Écrite par Tahar Radhouani, interprétée par Rym Abroug, Laïla Rezgui, Laïla Trabelsi, Abir Smidi et Kamel Kaabi et produite par la Troupe de la Ville de Tunis, la pièce théâtrale « Enfas » de Dalila Meftahi est une immersion dans l’univers abyssal de la nature humaine pour en explorer les recoins les plus sombres et les attitudes les plus complexes.

C’est une pièce théâtrale en  clair-obscur qui dépeint des personnages au bord de la folie, mais  qui, paradoxalement, sont lucides et se souviennent du plus petit détail de leur existence chaotique.
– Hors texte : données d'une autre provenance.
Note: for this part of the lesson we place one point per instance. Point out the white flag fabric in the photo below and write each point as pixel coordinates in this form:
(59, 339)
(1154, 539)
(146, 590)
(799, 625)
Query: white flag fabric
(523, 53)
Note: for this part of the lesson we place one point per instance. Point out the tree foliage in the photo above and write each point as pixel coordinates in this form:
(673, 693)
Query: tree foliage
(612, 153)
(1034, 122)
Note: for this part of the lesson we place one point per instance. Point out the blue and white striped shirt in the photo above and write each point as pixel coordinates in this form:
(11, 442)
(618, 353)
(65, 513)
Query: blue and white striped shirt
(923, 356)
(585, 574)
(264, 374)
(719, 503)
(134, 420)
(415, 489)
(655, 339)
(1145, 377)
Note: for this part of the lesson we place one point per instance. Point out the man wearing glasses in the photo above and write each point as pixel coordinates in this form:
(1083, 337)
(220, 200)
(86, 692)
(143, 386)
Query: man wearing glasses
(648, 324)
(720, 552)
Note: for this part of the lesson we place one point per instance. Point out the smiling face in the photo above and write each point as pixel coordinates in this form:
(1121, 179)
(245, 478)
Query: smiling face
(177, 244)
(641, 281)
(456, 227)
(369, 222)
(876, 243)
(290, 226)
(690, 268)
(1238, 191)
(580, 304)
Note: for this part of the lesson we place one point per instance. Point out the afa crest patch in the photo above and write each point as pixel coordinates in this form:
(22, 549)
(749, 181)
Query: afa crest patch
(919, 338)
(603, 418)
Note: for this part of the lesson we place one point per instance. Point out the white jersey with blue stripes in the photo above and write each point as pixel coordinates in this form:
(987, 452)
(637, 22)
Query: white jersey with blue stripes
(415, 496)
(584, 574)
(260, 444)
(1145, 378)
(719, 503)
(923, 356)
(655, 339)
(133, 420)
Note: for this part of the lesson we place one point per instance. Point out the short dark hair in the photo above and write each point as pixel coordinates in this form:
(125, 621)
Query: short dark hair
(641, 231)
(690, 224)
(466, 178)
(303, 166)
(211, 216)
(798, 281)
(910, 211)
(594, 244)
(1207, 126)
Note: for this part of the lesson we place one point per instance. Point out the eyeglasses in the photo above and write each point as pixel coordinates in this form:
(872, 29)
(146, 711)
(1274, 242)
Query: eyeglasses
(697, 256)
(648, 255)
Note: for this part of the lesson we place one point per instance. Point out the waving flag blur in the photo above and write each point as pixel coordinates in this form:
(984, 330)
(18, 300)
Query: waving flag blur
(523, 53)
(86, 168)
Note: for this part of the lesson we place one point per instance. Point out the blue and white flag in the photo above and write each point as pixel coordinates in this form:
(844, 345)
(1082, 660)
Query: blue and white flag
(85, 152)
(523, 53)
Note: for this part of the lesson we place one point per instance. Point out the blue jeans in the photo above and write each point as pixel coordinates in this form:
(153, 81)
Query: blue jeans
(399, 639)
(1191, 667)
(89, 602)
Sur scène, une reproduction sinistre d’une prison exiguë, comme toutes les prisons du monde, sans âme  et sans aucune ouverture sur l’extérieur, à l’exception d’une petite porte qui sert d’accès à leur geôlière. Dans cet espace de non vie, Dalila Meftahi réinvente la vie, une autre vie qui ne ressemble en rien à celle qu’on connaît, car trop étrange, voire insensée. La prison se transforme alors en un champ de liberté immense qui permet aux prisonnières de dérouler le long ruban de leur existence pas du tout rose, de laisser couler des larmes de désespoir et d’exprimer la profonde violence qui habite leur corps, agite leur conscience et provoque leur délire.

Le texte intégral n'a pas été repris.